We had been learning about God for a while, and felt we were okay in this church over the years. At some point we realized that some of what filled us was small group because we had Bible study there. We had friendships that filled us, and kept us feeling like we were being fed. Church was our social place, and there is nothing wrong with socializing with believers. I believe the other believers did help us and we learned from them. We took from messages what we wanted to and we left the rest sit. If you are a Christian, you can grow on a little and you can grow on what you do on your own. However, and this is key, people who are in other churches who have left our former church tell us that they didn’t realize how much they weren’t growing until they went elsewhere and found themselves actually fed and actually growing more than they would have. One family left our former church because they worked in children’s ministry. They didn’t like what they were seeing for their children, they couldn’t settle anymore. They left, and a byproduct of leaving was that they grew at their new church. It wasn’t just their children, they weren’t being taught enough, fed enough.

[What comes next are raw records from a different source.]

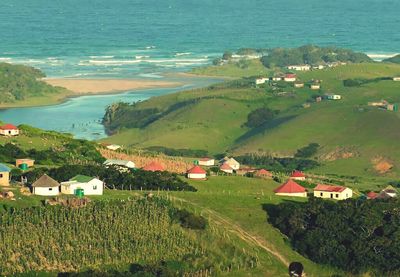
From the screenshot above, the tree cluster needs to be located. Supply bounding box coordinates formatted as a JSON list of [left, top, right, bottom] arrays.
[[267, 197, 400, 274]]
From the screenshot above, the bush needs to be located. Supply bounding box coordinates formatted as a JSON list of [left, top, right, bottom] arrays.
[[245, 107, 278, 128], [173, 209, 207, 230], [294, 143, 319, 158]]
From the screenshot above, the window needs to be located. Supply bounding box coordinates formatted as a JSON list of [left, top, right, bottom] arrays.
[[330, 193, 333, 198], [320, 193, 323, 197], [93, 185, 97, 190], [0, 174, 3, 178], [336, 194, 339, 198], [49, 188, 53, 191]]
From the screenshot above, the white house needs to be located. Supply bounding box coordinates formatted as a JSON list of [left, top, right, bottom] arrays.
[[61, 175, 104, 196], [32, 174, 60, 196], [255, 78, 269, 85], [284, 73, 297, 82], [103, 159, 135, 169], [272, 76, 282, 81], [327, 94, 342, 100], [223, 157, 240, 170], [105, 144, 121, 151], [287, 65, 311, 71], [310, 84, 321, 90], [313, 184, 352, 200], [393, 77, 400, 81], [187, 165, 207, 180], [0, 124, 19, 136], [198, 158, 215, 166], [294, 82, 304, 88]]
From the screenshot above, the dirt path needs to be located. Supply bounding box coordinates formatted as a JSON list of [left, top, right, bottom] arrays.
[[170, 196, 290, 268]]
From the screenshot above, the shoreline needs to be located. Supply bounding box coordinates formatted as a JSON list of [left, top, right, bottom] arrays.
[[0, 78, 185, 110], [43, 78, 183, 94]]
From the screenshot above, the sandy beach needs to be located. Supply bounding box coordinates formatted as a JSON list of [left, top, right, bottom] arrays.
[[44, 78, 182, 94]]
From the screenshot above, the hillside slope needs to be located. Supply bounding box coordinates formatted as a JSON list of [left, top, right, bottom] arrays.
[[102, 63, 400, 176], [0, 63, 69, 107]]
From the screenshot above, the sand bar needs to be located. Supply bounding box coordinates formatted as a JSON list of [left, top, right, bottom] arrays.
[[44, 78, 182, 94]]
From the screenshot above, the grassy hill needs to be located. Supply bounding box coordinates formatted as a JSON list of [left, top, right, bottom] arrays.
[[102, 62, 400, 177], [0, 63, 69, 107]]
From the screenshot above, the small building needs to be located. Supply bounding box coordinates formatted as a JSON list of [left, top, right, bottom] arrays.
[[393, 77, 400, 81], [274, 179, 307, 197], [0, 164, 11, 186], [104, 159, 135, 169], [255, 78, 269, 85], [142, 161, 165, 172], [366, 191, 378, 200], [16, 158, 35, 168], [284, 73, 297, 82], [327, 94, 342, 100], [287, 65, 311, 71], [386, 104, 398, 111], [187, 165, 207, 180], [0, 124, 19, 136], [220, 163, 234, 174], [310, 83, 321, 90], [313, 65, 325, 70], [198, 158, 215, 166], [224, 157, 240, 170], [32, 174, 60, 196], [380, 185, 397, 198], [294, 82, 304, 88], [313, 184, 353, 200], [315, 96, 322, 102], [302, 103, 311, 108], [61, 175, 104, 196], [236, 167, 256, 176], [255, 169, 273, 178], [272, 76, 283, 81], [105, 144, 121, 151], [290, 170, 306, 181]]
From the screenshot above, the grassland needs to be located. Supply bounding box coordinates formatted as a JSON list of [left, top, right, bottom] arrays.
[[102, 62, 400, 178]]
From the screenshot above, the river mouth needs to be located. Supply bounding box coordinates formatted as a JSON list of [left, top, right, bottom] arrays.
[[0, 75, 223, 141]]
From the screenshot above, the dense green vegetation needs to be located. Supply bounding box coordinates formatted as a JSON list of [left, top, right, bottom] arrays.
[[145, 146, 208, 158], [244, 107, 278, 128], [0, 63, 66, 104], [234, 154, 319, 172], [294, 143, 320, 158], [260, 45, 372, 68], [20, 164, 197, 192], [267, 197, 400, 275]]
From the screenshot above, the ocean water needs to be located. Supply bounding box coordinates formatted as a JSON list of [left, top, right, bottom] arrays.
[[0, 0, 399, 78]]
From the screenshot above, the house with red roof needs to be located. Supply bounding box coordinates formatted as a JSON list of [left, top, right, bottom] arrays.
[[255, 169, 273, 178], [274, 179, 307, 197], [220, 163, 233, 174], [366, 191, 378, 200], [198, 157, 215, 167], [313, 184, 352, 200], [0, 124, 19, 136], [290, 170, 306, 181], [142, 161, 165, 172], [187, 165, 207, 180], [284, 73, 297, 82]]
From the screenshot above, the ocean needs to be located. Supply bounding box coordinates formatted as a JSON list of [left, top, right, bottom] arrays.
[[0, 0, 399, 78]]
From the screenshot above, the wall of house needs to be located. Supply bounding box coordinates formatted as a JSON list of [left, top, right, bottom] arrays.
[[199, 160, 214, 166], [313, 189, 352, 200], [61, 180, 104, 195], [0, 129, 19, 136], [188, 173, 206, 179], [0, 172, 10, 186], [34, 187, 60, 196]]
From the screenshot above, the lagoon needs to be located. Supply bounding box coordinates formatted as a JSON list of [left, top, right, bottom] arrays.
[[0, 76, 221, 140]]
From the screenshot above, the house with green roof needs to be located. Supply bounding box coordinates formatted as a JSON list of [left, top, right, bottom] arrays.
[[0, 163, 11, 186], [60, 175, 104, 196]]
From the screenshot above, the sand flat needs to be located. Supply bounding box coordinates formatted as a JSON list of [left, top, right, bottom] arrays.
[[44, 78, 182, 94]]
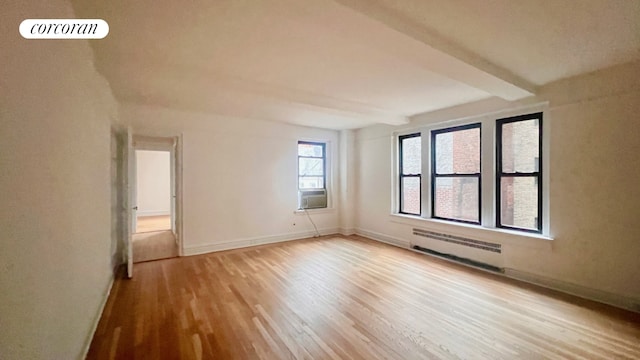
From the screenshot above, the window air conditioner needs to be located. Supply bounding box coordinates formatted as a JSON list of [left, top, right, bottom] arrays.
[[298, 189, 327, 209]]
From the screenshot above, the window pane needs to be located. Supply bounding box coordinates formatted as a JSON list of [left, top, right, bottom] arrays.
[[298, 143, 323, 157], [401, 177, 420, 214], [299, 158, 323, 176], [500, 177, 538, 230], [401, 136, 421, 175], [435, 127, 480, 174], [434, 177, 479, 222], [299, 176, 324, 189], [501, 119, 539, 173]]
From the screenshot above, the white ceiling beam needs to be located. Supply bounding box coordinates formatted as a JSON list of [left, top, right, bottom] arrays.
[[332, 0, 536, 100], [99, 59, 409, 127]]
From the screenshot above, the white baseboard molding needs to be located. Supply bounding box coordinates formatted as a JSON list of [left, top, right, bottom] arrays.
[[81, 272, 115, 359], [505, 268, 640, 313], [137, 210, 170, 217], [356, 227, 640, 313], [355, 228, 410, 248], [183, 228, 340, 256], [339, 227, 355, 236]]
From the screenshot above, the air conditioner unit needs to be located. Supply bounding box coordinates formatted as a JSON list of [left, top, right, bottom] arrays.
[[298, 189, 327, 209]]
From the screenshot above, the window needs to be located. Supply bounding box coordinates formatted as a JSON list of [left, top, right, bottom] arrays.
[[298, 141, 325, 189], [399, 134, 421, 215], [395, 110, 547, 236], [497, 113, 542, 233], [431, 124, 481, 224]]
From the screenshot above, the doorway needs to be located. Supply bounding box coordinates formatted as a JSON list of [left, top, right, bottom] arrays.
[[132, 148, 177, 263], [124, 134, 182, 276]]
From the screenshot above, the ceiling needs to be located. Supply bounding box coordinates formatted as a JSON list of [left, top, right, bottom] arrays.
[[73, 0, 640, 130]]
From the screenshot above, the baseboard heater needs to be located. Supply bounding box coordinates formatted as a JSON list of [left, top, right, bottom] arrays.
[[413, 228, 501, 253], [412, 245, 504, 273]]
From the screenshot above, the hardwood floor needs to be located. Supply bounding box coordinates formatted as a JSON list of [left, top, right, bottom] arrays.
[[132, 230, 178, 263], [136, 215, 171, 233], [88, 235, 640, 359]]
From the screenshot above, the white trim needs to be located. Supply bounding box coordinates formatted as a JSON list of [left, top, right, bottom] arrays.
[[136, 210, 170, 217], [355, 228, 410, 248], [293, 207, 336, 215], [505, 268, 640, 313], [339, 227, 356, 236], [183, 228, 340, 256], [81, 275, 114, 359], [390, 213, 553, 249]]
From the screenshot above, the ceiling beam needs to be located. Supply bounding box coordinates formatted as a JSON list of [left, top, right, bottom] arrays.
[[333, 0, 536, 101], [98, 59, 410, 127]]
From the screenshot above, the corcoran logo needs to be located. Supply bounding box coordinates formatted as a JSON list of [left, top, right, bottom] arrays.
[[19, 19, 109, 39]]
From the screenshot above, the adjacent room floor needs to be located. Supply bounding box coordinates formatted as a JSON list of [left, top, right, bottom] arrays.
[[136, 215, 171, 233], [88, 235, 640, 359]]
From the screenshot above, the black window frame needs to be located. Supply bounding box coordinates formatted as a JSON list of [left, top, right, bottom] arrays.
[[496, 112, 543, 233], [297, 141, 326, 190], [399, 133, 422, 215], [431, 123, 482, 225]]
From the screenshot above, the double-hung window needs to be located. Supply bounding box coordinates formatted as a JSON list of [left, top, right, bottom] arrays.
[[399, 134, 421, 215], [397, 110, 545, 236], [431, 124, 481, 224], [496, 113, 542, 232], [298, 141, 326, 189]]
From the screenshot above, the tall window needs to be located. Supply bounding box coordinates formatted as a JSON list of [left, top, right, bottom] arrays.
[[497, 113, 542, 233], [399, 134, 421, 215], [298, 141, 325, 189], [431, 123, 481, 224]]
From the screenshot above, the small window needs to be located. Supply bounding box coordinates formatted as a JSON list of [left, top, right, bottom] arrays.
[[496, 113, 542, 233], [399, 134, 421, 215], [431, 124, 481, 224], [298, 141, 325, 189]]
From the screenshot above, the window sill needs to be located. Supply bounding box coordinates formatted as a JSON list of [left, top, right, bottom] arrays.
[[294, 208, 335, 215], [390, 213, 553, 249]]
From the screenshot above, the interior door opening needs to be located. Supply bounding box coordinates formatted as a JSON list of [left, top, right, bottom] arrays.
[[135, 149, 172, 234], [124, 134, 182, 277]]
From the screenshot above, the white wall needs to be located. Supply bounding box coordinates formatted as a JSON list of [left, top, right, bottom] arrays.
[[0, 1, 118, 359], [120, 103, 341, 254], [354, 61, 640, 311], [136, 150, 171, 216]]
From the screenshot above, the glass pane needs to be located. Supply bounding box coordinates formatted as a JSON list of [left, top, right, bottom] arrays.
[[434, 177, 479, 222], [501, 119, 539, 173], [298, 143, 323, 157], [401, 177, 420, 214], [500, 177, 539, 230], [299, 176, 324, 189], [401, 136, 421, 175], [435, 127, 480, 174], [299, 158, 323, 176]]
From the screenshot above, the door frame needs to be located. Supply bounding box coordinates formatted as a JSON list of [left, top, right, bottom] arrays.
[[133, 134, 184, 256], [123, 132, 184, 277]]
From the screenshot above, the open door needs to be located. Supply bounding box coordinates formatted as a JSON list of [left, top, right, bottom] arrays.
[[170, 139, 177, 239], [124, 127, 137, 278]]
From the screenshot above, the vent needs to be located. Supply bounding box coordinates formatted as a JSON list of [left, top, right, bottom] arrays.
[[412, 245, 503, 273], [413, 228, 501, 253], [298, 189, 327, 209]]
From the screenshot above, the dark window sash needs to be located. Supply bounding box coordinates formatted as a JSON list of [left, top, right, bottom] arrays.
[[431, 123, 482, 224], [298, 141, 326, 190], [399, 133, 421, 215], [496, 112, 543, 233]]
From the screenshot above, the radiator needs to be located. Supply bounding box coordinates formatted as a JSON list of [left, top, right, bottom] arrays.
[[412, 228, 501, 253]]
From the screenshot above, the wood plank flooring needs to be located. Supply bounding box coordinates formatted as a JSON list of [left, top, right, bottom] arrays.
[[132, 230, 178, 263], [136, 215, 171, 233], [87, 235, 640, 359]]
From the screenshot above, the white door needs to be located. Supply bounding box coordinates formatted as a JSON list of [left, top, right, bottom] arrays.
[[170, 140, 177, 237], [125, 127, 137, 278]]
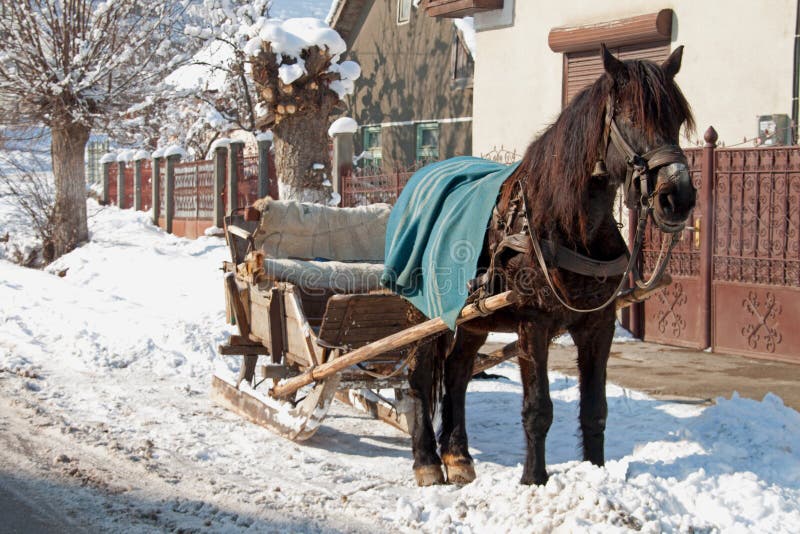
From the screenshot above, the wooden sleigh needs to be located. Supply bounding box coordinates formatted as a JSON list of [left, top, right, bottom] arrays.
[[212, 200, 668, 441]]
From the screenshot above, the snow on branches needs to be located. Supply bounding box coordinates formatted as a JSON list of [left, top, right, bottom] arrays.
[[243, 17, 361, 126], [0, 1, 195, 131]]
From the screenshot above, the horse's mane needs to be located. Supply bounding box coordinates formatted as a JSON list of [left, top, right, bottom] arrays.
[[513, 57, 695, 243]]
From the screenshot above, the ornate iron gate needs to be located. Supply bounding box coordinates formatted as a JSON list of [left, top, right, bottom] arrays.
[[642, 146, 707, 349], [641, 128, 800, 362], [711, 147, 800, 362]]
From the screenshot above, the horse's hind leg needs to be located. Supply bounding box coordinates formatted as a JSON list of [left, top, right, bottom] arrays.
[[407, 343, 445, 486], [568, 308, 615, 466], [439, 328, 485, 485], [518, 320, 553, 485]]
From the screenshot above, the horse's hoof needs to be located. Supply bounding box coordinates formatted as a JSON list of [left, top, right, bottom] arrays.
[[414, 465, 445, 486], [444, 462, 476, 485], [520, 471, 549, 486], [442, 454, 476, 485]]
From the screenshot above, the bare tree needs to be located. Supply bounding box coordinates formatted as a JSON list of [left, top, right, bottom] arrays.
[[0, 1, 195, 259]]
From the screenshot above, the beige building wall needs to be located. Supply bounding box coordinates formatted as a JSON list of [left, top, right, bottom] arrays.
[[473, 0, 798, 156]]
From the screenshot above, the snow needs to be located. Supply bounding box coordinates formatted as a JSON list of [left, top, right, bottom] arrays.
[[151, 147, 165, 159], [256, 130, 274, 142], [278, 62, 306, 85], [165, 40, 232, 92], [1, 192, 799, 531], [132, 150, 150, 161], [328, 117, 358, 137], [99, 152, 117, 164], [253, 18, 346, 59], [163, 145, 187, 159], [116, 149, 137, 163], [208, 137, 232, 153]]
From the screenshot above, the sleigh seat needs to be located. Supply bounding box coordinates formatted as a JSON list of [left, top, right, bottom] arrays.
[[251, 197, 391, 294]]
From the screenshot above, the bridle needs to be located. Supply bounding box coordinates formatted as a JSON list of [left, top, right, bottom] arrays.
[[521, 94, 690, 313]]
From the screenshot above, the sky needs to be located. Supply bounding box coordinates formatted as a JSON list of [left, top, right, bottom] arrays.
[[269, 0, 333, 20]]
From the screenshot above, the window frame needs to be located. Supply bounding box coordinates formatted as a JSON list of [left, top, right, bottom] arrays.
[[397, 0, 412, 25], [416, 122, 440, 163], [361, 125, 382, 167]]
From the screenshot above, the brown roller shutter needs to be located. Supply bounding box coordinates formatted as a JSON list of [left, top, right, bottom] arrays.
[[562, 41, 671, 107]]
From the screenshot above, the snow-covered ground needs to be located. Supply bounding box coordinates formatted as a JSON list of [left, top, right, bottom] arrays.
[[1, 197, 799, 532]]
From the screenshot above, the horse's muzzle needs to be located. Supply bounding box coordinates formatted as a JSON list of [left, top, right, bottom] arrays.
[[652, 163, 695, 233]]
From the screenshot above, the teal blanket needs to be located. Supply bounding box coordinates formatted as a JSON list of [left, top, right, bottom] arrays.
[[381, 156, 521, 329]]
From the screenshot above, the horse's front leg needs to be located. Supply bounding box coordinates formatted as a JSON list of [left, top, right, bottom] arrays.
[[568, 308, 615, 466], [407, 344, 445, 486], [439, 328, 485, 485], [518, 321, 553, 485]]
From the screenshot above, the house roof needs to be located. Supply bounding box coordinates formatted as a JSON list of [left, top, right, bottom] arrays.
[[327, 0, 373, 47]]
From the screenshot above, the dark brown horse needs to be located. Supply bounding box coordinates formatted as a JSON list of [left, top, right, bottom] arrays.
[[407, 45, 696, 486]]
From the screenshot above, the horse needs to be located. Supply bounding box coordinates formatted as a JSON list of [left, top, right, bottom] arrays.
[[406, 44, 696, 486]]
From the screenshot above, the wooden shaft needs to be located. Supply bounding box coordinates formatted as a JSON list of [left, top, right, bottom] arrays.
[[270, 273, 672, 399], [270, 290, 518, 398], [471, 274, 673, 374]]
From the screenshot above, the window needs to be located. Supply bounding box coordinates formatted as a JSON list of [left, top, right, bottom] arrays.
[[362, 126, 382, 167], [549, 10, 674, 107], [397, 0, 411, 25], [416, 123, 440, 163], [562, 43, 670, 106], [452, 31, 474, 83]]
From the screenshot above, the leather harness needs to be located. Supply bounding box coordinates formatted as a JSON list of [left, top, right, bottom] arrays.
[[471, 95, 689, 313]]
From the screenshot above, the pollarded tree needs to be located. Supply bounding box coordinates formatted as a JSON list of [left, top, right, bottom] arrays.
[[0, 1, 195, 258], [244, 18, 361, 203]]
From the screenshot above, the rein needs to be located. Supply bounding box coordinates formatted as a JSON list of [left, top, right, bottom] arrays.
[[487, 97, 687, 314]]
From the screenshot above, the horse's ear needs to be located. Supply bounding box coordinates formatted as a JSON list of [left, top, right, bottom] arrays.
[[601, 44, 625, 81], [662, 45, 684, 79]]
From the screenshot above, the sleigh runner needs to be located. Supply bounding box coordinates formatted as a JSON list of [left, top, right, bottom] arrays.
[[213, 193, 670, 441]]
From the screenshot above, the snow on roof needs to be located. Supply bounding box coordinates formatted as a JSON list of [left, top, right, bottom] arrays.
[[454, 17, 476, 58], [163, 145, 187, 158], [328, 117, 358, 137]]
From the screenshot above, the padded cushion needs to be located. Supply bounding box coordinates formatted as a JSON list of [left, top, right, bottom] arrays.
[[263, 258, 385, 294], [253, 197, 391, 262]]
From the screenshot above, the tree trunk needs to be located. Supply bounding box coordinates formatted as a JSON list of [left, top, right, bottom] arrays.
[[51, 123, 90, 258], [273, 110, 334, 203]]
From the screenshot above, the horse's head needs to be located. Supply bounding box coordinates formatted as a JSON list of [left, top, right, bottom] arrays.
[[599, 45, 696, 233]]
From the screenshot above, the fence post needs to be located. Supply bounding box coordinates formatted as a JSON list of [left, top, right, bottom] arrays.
[[102, 161, 111, 205], [165, 153, 181, 234], [257, 134, 272, 199], [699, 126, 718, 350], [152, 154, 162, 226], [227, 140, 244, 214], [213, 145, 227, 227], [133, 158, 143, 211], [332, 131, 354, 200], [117, 160, 126, 208]]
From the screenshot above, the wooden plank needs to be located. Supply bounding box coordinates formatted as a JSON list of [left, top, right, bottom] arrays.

Everytime I begin to wonder if we’re crazy, I sit down and think about it. No, we’re not crazy. We saw what we saw. The reaction of the pastor was almost word for word what we read would happen in a church affiliated with Rick Warren. The pastor’s reaction to us shows us a LOT. The elder (we love this man) who is very sincere still is putting almost all of this on us, we are in error (not sinning according to him, not needing to confess a sin). He believes we need to revisit this in time, and somehow work it out with the church and the pastor. This probably means we will have to recant on what we said, give in. Mean time, the church leadership had to deal with us, and now they have to deal with what is left since we are gone, since we spoke up. They have to either dismiss us or agree and then open that can of worms for themselves. One friend who left before we did said that at least they didn’t ignore our concerns as they did his (for TWO years). The pastor mentioned it from the pulpit, and he’s likely to get more questions from it then he ever would have. Maybe some others will investigate. I can almost bet some out there will too. This isn’t the end of this topic for our former church. They will have to deal with this until God lets them go.
And still, I’m thankful for being confronted on gossip or on my attitude when speaking about our former church. I need to be truthful, and need to also be loving. I do not have to love what has happened, but I do need to pray for the church, the pastors, and need to pray for the flock there. I need to, when speaking, not feel proud of my self like I am anything. I am nothing. I was in it, I nodded and let it go when I could have spoken up earlier. I wasn’t responsible and in the Word enough. I didn’t have enough nor use discernment wisely. I believe I was selfish and that’s why I didn’t see. The drama is not something to relish in, to focus on. The time is always fresh for focusing on Christ, and next on my family.